At last! I eagerly reached for the ladle, tried to dip it—and hit metal. I slowly tilted the pot and looked inside. It was as good as empty. As I looked up in disbelief, my eyes met the spiteful sneers of the two older children.
“Dump the rest in your bowl,” Mrs. Stone said indifferently.
I did as I was told and got ten spoonfuls of cold soup and the handful of crumbs that were left in the breadbasket, which I shook into the bowl as well. As I ate, I smiled at the Stones. This is certainly a joke, I thought. They must have hidden my real dinner in the pantry!
“And now you can clean up with me,” Mrs. Stone ordered. “Mind you, remember where everything goes. Starting tomorrow I won’t be helping you anymore.”
Two hours later, as I laid my mattress crossways in front
of the door, I was still expecting someone to come and bring me my dinner. But one after the other, the Stones brushed their teeth at the tiny sink in the washroom and went to bed. In spite of my hopefulness, it became quiet, quieter, and finally completely silent outside the door.
Only Rachel whined in her bed. “I want a story!”
“I don’t know any,” I said, now indeed close to tears. “I’m too hungry.”
“But Mum said you have to tell us our stories now! I’ll call Mum if you don’t!”
I was starting to understand how things worked in this house.
After about four days, Mrs. Collins began to wonder why I came to school with my suitcase every day. “Surely you’re not so bold as to try another escape right under my nose?” she asked distrustfully.
“I can’t leave the suitcase unguarded, or the Stones will steal my things,” I explained truthfully.

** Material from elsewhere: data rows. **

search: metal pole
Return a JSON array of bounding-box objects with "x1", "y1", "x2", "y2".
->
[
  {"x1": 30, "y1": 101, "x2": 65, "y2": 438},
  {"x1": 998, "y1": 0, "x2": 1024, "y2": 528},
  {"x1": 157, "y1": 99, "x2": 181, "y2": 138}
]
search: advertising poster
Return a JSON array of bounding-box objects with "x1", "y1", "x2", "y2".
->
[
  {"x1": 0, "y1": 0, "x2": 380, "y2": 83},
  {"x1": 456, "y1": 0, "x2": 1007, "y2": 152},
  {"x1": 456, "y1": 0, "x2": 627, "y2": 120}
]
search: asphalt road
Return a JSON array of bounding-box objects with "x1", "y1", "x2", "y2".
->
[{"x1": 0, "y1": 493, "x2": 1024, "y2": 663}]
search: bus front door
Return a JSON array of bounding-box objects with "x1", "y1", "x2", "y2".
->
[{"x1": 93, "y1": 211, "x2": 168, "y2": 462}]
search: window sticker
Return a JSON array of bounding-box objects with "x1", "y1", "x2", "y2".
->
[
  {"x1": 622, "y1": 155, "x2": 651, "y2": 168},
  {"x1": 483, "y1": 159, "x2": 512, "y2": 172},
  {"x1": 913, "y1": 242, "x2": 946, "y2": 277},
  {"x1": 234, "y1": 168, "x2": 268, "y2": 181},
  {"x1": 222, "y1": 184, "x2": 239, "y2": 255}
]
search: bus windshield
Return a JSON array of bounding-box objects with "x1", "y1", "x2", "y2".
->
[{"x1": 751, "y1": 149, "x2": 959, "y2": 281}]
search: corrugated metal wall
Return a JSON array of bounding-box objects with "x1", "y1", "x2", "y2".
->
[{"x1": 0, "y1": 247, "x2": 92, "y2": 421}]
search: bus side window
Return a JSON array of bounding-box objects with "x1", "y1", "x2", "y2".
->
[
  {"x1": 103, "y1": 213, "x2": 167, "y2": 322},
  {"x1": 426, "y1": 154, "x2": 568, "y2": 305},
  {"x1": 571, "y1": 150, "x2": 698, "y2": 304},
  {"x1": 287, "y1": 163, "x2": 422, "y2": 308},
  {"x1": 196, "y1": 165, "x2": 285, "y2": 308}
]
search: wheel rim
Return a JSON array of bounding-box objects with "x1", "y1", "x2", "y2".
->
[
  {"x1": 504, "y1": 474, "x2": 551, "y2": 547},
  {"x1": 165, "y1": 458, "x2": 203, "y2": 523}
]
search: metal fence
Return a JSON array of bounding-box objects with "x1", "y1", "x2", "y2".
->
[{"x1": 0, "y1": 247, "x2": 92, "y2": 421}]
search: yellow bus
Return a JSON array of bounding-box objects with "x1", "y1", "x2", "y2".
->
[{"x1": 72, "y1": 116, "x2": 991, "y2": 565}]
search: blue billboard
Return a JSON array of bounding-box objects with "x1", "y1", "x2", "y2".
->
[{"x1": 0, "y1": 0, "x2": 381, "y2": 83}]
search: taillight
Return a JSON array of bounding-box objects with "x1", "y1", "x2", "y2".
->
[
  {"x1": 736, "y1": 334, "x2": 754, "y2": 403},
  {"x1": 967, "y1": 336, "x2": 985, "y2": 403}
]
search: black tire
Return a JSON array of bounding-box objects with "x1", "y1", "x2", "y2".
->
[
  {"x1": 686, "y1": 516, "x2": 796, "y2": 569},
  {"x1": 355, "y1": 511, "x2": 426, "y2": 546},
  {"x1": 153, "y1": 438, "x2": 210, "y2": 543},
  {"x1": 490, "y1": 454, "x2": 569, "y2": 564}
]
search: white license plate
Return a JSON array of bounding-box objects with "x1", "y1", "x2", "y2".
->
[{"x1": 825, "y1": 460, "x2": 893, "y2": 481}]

Mrs. Collins sighed. “I’ve seldom met a child so prone to exaggeration,” she remarked, and just seeing me drawing breath, she cut me off before I could say anything else. “I know you’d say anything to get back to London, but I can’t do anything about it, do you understand?” she asked irritably. “You’re here now, and until an authorized person turns up and convinces me otherwise, you will stay here!”
The local teachers had decided that their school was too small to house another class. And so we met on the village green, the other children sitting on blankets and I on my suitcase, and Mrs. Collins looking anxiously at the heavens
whenever even the tiniest cloud appeared. She had to teach outdoors and she wasn’t in the mood for any more problems.
“But I’m not lying!” I defended myself with a trembling voice, to which she didn’t respond. She did tolerate my carrying all my possessions around with me after that, though.
If there was anyone in the Stone household who ranked lower than me, it was Dolf, the dog. The large, shaggy mutt was shoved and ordered around and even kicked if he didn’t get out of the way. Even little Rachel called to him disdainfully, “Ey, Dolf!” He and I became friends almost immediately.
“May I take Dolf for a walk?” I asked during the midday break.
Mrs. Stone decided that I could have the afternoon free between washing up after lunch and setting the dinner table. Four hours for me, four hours without the Stones! I didn’t even have to take Luke with me.